Moz Q&A is closed.
After more than 13 years, and tens of thousands of questions, Moz Q&A closed on 12th December 2024. Whilst we’re not completely removing the content - many posts will still be possible to view - we have locked both new posts and new replies. More details here.
XML sitemap generator only crawling 20% of my site
-
Hi guys,
I am trying to submit the most recent XML sitemap but the sitemap generator tools are only crawling about 20% of my site. The site carries around 150 pages and only 37 show up on tools like xml-sitemaps.com. My goal is to get all the important URLs we care about into the XML sitemap.
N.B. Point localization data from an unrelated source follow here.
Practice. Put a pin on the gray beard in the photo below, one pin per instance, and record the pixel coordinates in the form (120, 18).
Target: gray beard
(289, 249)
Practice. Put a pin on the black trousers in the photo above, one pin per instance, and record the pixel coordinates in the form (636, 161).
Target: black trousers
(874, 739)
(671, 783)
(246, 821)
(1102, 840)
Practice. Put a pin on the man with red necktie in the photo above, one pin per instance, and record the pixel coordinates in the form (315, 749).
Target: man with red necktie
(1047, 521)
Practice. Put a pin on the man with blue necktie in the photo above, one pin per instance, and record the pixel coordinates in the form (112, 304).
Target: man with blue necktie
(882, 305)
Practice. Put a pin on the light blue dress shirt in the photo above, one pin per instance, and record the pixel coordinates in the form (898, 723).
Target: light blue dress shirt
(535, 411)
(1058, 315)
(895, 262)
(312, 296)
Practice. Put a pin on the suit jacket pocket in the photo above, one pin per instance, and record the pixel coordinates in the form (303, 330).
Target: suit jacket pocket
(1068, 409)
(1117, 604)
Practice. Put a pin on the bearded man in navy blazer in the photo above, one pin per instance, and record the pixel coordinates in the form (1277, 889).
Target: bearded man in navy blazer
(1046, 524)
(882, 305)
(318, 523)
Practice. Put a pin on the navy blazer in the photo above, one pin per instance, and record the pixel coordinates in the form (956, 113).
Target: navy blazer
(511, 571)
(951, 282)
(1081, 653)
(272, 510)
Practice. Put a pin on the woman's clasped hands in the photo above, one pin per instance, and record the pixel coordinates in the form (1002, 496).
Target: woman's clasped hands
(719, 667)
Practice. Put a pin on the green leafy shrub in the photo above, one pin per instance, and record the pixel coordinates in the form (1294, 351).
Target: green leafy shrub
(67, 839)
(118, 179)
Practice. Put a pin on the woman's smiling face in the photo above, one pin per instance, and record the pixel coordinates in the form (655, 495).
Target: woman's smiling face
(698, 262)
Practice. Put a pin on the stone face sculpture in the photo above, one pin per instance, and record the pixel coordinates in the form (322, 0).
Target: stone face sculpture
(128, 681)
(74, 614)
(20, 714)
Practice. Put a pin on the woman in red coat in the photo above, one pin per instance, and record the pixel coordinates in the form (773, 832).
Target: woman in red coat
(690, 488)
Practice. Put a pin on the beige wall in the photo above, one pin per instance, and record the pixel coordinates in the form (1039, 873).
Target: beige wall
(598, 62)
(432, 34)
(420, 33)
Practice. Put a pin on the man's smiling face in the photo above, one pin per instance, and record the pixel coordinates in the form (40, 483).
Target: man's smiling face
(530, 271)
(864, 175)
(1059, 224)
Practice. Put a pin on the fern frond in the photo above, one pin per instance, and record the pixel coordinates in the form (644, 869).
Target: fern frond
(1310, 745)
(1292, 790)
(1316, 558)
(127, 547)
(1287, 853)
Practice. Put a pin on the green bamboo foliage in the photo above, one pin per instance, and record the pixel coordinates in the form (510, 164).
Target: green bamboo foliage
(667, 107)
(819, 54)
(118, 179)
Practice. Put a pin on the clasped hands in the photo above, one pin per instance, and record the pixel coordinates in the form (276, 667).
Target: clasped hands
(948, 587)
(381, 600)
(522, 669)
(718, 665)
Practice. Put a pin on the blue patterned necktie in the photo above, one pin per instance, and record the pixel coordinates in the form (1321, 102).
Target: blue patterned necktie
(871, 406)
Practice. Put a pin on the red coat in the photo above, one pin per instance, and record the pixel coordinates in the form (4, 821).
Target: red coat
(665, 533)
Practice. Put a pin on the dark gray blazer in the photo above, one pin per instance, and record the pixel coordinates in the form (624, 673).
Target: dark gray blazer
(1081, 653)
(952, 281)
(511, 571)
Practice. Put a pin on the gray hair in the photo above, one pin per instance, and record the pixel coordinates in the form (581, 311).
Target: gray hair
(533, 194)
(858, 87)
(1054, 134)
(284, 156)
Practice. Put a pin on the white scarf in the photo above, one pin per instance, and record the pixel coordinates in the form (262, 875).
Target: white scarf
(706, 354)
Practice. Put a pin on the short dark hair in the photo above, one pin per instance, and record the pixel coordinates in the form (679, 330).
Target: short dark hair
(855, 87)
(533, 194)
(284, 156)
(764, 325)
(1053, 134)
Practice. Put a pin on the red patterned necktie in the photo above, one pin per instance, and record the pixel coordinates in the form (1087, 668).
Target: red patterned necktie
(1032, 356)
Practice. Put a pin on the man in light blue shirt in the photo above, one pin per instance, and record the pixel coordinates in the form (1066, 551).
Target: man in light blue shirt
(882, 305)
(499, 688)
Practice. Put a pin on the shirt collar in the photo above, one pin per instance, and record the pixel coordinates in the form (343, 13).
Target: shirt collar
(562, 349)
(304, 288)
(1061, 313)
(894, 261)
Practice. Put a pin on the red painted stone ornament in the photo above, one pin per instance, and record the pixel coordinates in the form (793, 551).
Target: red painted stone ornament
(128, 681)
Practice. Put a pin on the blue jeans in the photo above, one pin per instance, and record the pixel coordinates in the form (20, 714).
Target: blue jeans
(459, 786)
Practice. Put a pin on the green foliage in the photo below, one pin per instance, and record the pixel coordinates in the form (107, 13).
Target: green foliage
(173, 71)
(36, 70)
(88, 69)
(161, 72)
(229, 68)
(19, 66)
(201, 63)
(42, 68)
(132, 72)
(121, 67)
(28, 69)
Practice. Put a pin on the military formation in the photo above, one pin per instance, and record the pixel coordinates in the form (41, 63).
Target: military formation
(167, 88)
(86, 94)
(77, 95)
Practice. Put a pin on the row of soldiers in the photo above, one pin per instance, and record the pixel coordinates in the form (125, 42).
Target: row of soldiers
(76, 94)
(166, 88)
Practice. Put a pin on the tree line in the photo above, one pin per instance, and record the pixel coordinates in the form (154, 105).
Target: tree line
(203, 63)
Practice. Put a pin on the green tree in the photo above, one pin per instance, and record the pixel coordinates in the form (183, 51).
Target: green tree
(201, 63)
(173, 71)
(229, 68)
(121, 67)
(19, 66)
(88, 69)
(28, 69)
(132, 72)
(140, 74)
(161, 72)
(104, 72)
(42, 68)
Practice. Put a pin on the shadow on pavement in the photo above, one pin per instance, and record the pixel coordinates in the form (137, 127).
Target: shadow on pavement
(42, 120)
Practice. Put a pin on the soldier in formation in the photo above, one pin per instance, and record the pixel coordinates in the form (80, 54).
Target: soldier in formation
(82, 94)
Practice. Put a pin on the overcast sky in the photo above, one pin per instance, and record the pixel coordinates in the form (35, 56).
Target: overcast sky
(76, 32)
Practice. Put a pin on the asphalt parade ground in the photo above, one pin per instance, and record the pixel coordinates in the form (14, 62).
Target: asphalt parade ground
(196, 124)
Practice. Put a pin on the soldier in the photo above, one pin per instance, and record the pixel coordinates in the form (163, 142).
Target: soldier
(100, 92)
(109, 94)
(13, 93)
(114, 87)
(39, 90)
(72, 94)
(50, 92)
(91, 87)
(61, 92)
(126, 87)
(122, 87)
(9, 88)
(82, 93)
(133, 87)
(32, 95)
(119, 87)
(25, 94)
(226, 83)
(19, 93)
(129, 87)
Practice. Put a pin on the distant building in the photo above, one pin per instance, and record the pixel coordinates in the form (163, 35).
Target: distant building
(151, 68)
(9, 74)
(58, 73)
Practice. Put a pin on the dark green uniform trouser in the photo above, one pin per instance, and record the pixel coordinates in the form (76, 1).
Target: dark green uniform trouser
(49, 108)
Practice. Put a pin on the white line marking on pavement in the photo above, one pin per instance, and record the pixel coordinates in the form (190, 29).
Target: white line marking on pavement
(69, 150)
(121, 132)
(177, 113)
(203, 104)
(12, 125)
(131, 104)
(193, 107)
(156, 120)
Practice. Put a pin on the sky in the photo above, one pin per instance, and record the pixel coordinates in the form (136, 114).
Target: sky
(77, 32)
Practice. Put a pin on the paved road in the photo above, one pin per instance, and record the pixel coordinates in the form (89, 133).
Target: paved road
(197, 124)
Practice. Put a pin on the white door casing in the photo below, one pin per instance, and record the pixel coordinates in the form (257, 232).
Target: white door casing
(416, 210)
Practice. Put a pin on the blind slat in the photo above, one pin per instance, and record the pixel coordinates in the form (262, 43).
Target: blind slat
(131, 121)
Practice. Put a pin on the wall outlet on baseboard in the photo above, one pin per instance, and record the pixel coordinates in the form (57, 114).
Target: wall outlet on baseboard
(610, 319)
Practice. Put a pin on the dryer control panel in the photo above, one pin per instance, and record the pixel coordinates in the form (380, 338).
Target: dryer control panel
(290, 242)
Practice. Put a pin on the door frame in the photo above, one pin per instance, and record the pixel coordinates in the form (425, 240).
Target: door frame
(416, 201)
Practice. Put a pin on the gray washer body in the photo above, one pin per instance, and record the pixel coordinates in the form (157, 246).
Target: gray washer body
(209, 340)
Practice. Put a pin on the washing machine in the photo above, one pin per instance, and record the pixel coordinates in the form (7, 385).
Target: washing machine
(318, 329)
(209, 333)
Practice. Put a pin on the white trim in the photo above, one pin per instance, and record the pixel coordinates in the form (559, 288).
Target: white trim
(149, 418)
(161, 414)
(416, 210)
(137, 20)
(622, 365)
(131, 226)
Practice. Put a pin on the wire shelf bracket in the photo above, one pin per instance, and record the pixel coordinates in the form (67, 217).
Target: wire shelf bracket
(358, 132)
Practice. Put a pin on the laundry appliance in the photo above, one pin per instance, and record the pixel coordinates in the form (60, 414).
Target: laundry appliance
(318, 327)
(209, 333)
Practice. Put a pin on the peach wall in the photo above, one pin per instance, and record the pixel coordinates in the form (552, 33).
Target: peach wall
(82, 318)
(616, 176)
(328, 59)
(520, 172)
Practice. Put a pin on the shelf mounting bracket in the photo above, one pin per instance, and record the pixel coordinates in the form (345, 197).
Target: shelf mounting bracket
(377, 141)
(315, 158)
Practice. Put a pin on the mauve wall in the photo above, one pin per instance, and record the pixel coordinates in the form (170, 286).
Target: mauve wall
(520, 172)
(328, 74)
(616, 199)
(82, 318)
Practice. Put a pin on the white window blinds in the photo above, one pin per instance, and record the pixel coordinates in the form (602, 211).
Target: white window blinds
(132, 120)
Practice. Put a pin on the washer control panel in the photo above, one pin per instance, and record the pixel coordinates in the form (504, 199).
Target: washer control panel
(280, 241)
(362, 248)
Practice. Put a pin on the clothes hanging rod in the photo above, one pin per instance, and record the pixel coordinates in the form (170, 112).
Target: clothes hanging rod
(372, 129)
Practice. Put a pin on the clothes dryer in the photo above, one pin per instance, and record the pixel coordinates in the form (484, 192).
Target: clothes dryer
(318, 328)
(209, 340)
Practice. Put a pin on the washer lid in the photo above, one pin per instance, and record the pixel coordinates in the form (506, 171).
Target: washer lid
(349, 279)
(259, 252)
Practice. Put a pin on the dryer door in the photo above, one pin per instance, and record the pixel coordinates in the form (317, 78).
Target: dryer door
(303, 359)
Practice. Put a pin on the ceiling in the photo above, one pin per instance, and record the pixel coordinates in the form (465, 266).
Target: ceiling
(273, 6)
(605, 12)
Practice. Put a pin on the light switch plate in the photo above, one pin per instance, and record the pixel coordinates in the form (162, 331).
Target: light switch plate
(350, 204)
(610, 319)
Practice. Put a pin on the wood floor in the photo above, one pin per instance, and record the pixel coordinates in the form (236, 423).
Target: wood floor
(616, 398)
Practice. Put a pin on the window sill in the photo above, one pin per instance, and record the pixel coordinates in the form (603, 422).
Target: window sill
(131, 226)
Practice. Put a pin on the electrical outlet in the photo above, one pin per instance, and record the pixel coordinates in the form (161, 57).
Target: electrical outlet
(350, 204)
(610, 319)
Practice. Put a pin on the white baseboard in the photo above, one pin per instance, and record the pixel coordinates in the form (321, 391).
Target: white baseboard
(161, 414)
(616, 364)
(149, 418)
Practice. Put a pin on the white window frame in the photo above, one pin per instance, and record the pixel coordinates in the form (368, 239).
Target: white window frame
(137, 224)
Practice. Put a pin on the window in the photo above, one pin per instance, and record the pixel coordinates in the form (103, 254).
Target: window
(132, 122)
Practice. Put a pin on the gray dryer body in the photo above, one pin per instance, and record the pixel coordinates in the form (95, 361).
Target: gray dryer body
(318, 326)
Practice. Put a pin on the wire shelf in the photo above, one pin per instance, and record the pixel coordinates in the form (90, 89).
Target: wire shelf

How should I go about this?
Thanks
-
I believe it's not a significant issue if the sitemap encompasses the core framework of your website. As long as the sitemap is well-organized, omitting a few internal pages is acceptable since Googlebot will crawl all pages based on the sitemap. Take a look at the <a href="https://convowear.in">example page</a> that also excludes some pages, yet it doesn't impact the site crawler's functionality.
-
Yes Yoast on WordPress works fine for sitemap generation. I would also recommend that. Using on all of my blog sites.
-
If you are using WordPress then I would recommend to use Yoast plugin. It generates sitemap automatically regularly. I am also using it on my blog.
-
I'm using Yoast SEO plugin for my website. It generates the Sitemap automatically.
-
My new waterproof tent reviews blog facing the crawling problem. How can I fix that?
-
use Yoast or rankmath ot fix it
آموزش سئو در اصفهان https://faneseo.com/seo-training-in-isfahan/
-
Patrick wrote a list of reasons why Screaming Frog might not be crawling certain pages here: https://moz.com/community/q/screamingfrog-won-t-crawl-my-site#reply_300029.
Hopefully that list can help you figure out your site's specific issue.
-
This doesn't really answer my question of why I am not able to get all links into the XML sitemap when using xml sitemap generators.
-
I think it's not a big deal if the sitemap covers the main structure of your site. If your sitemap is constructed in a really decent structure, then missing some internal pages are acceptable because Googlebot will crawl all of your pages based on your site map. You can see the following page which also doesn't cover all of its pages, but there's no influence in terms of site crawler.
-
Thanks Boyd but unfortunately I am still missing a good chunk of URLs here and I am wondering why? Do those check on internal links in order to find these pages?
-
Use Screaming Frog to crawl your site. It is free to download the software and you can use the free version to crawl up to 500 URLs.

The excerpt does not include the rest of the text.